1981 Album Established Parameters for Decade's Celebrated Pop Sounds
Hall and Oates could've easily followed the protocol established on their breakthrough Voices, done nothing else, and watched 1981's follow-up Private Eyes scale the charts. Yet the duo continues to press forward, further refining the era-defining stylistic mélange that propelled them to mass stardom a year prior. The creative and artistic peak of the all-time best-selling male duo's output, Private Eyes delivers relentless pop bliss and functions as an instruction manual that, as Rolling Stone opined, still teaches "the way to make rock girls, disco girls, and new-wave girls scream together."
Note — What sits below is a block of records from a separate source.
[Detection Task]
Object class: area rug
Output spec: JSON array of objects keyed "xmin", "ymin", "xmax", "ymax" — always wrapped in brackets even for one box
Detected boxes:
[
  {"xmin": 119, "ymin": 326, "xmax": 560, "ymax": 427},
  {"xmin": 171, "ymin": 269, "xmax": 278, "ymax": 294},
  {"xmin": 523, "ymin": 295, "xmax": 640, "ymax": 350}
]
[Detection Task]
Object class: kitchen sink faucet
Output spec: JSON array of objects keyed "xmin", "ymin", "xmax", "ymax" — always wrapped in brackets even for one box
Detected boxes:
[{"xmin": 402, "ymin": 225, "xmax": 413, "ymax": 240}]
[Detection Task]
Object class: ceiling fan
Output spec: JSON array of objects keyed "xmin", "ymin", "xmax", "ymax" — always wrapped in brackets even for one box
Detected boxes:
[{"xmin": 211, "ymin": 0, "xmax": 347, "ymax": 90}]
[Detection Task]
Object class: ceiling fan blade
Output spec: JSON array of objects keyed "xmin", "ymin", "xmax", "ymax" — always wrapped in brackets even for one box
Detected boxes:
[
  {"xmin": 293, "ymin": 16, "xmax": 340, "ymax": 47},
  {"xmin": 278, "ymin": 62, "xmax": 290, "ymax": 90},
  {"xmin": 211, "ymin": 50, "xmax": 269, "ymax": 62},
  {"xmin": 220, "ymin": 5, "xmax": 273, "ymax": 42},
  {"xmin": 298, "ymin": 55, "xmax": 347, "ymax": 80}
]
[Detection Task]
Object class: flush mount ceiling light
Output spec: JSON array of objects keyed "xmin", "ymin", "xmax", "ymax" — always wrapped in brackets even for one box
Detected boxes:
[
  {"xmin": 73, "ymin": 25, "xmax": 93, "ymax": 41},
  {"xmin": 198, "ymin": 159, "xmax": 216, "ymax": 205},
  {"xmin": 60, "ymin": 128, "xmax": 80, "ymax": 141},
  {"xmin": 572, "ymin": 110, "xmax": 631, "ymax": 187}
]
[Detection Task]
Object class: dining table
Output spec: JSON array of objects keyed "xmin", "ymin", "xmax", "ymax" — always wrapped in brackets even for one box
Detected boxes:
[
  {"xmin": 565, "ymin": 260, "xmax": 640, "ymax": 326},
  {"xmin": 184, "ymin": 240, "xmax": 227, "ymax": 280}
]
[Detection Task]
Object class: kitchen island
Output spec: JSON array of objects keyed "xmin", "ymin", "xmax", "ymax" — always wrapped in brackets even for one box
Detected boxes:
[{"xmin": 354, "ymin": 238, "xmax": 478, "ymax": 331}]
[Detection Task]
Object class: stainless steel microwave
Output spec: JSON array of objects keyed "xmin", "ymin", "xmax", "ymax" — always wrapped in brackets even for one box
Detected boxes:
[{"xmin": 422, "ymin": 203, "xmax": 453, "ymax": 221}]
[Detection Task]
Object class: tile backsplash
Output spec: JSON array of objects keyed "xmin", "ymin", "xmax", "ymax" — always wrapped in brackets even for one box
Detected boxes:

For the first time, listeners can get inside the songs' internal mechanisms by experiencing first-hand the vast surfeit understated sonic effects. Well-appointed tones now grace the array of guitars, pianos, basses, and voices placed against synthesized backdrops. Each member's singing also claims enhanced intimacy and balance.
Advancing their rhythmic support and melodic symmetry, Hall and Oates give extra space to their still-underrated backing band, affording the material a muscular punch and organic warmth crucial to their success and ability to transcend the largely artificial era. While the tandem's peers often relied on robotic mechanisms and now-dated keyboard noises, Hall and Oates wisely merge the period's savvy sounds with tried-and-true soulful instrumentation.
Reflecting the album's infallible level of quality control, no song disappoints. The three Top 40 singles – the title track, "I Can't Go For That (No Can Do)," and "Your Imagination" – feature clever elements such as hand-clapped choruses and staccato piano lines. The distinctive traits complement the duo's hallmark harmony vocals and add R&B flavors to already-scintillating pop concoctions. Yet Private Eyes' pleasures advance well beyond the radio singles.
Whether witnessed via the taut tension of "Some Men," reggae-splashed "Tell Me What You Want," or Motown homage "Looking for a Good Sign," the group's blend of dance vibes, electrifying hooks, keyboard loops, and sleek beats epitomizes seduction, style, and swagger. Private Eyes is an 80s juggernaut that hasn't lost a step. Utterly classic.